GandCrab ransomware gang infects customers of remote IT support firms
Hackers have used a two-year-old vulnerability in a software package used by remote IT support firms to gain a foothold on vulnerable networks and deploy the GandCrab ransomware on those companies’ customer workstations.
At least one company has been hit already, according to a report on Reddit, confirmed by cyber-security firm Huntress Labs.
The Kaseya VSA plugin allows companies to link data from the Kaseya VSA remote monitoring and management solution to a ConnectWise dashboard.
Many small IT firms and other types of managed service providers (MSPs) use the two applications to centralize data from their clients and manage customer workstations from a remote central location.
In November 2017, a security researcher named Alex Wilson discovered an SQL injection vulnerability (CVE-2017-18362) in this plugin that could allow an attacker to create new administrator accounts on the main Kaseya app. He also published proof-of-concept code on GitHub that could automate the attack.
Kaseya released patches at the time, however, based on new evidence, it appears that many companies failed to install the updated Kaseya plugin on their ConnectWise dashboards, leaving their networks exposed.
Attacks exploiting this vulnerability started two weeks ago, around the end of January 2019. One report posted on Reddit describes an incident at an MSP where hackers breached an MSP’s network and then deployed GandCrab ransomware to 80 customer workstations.
A now-deleted tweet that ZDNet wasn’t able to verify claimed that hackers used the same attack routine to infect other MSPs, locking more than 1,500 workstations.
ConnectWise has issued a security alert in response to the growing number of reports surrounding these ransomware attacks, advising users to update their ConnectWise Manage Kaseya plugin. The company said that only companies “who have the Plugin installed on their on-premises [Kaseya] VSA” are impacted.

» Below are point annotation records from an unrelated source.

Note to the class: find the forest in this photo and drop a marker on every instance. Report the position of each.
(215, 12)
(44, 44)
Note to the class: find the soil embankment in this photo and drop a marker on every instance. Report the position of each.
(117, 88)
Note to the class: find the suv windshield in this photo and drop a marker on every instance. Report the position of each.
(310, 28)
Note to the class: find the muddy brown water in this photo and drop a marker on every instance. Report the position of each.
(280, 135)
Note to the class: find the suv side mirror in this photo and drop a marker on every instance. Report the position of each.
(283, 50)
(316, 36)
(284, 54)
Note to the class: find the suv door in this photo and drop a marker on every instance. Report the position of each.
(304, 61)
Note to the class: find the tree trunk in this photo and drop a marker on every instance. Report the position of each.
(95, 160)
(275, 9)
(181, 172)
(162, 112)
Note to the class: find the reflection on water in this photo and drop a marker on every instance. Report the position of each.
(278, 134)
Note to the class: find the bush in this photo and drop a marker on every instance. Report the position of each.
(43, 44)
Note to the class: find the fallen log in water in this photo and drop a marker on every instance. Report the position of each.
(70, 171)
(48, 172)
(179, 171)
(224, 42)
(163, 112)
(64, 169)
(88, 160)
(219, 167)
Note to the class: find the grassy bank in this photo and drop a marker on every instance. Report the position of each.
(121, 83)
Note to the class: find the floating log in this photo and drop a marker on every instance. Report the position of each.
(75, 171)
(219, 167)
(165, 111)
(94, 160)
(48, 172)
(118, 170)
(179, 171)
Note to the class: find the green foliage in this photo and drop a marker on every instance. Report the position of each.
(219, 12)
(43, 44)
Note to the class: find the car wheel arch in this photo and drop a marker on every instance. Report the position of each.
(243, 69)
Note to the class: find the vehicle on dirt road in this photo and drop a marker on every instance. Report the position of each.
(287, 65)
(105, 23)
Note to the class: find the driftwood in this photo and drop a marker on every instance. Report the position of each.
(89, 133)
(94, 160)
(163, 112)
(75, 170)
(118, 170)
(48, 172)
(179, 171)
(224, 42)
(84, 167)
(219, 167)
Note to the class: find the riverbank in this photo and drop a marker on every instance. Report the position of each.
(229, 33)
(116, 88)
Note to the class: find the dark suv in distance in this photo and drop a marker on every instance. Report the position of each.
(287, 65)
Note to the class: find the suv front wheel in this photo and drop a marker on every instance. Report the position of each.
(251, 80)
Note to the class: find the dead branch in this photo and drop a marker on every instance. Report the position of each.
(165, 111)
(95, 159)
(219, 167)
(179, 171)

In an interview with MSSP Alert, a tech news site focused on the MSP sector, Kaseya executive VP of marketing and communications Taunia Kipp said they’ve identified 126 companies who failed to update the plugin and were still at risk.

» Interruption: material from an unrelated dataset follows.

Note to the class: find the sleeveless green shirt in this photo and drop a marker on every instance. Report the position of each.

“We posted a notification/support article to our support help desk and immediately started reaching out via phone/email to those identified who were at risk of impact with resolution,” she said.
Huntress Lab researchers, who said they had “first-hand knowledge” of the incident involving 80 customer workstations that got infected with GandCrab, had some advice for companies that are still running outdated versions of the Kaseya plugin.
The first thing you should do is to immediately disconnect your VSA server from the internet until you can be sure it hasn’t already been infected. While the attacks we saw this week immediately deployed ransomware it’s entirely possible other attackers have known about this vulnerability and may already have a foothold within your system. Disconnecting the VSA server will at least prevent it from deploying ransomware while you investigate.
Next you should thoroughly audit your VSA server and any other critical infrastructure for suspicious/malicious footholds, suspicious accounts, etc. We know this can be a tedious and lengthy process but want you to understand the risks associated with attacker access of this level.
Finally remove the ManagedITSync integration and replace it with the newest version prior to re-connecting your VSA server to the internet.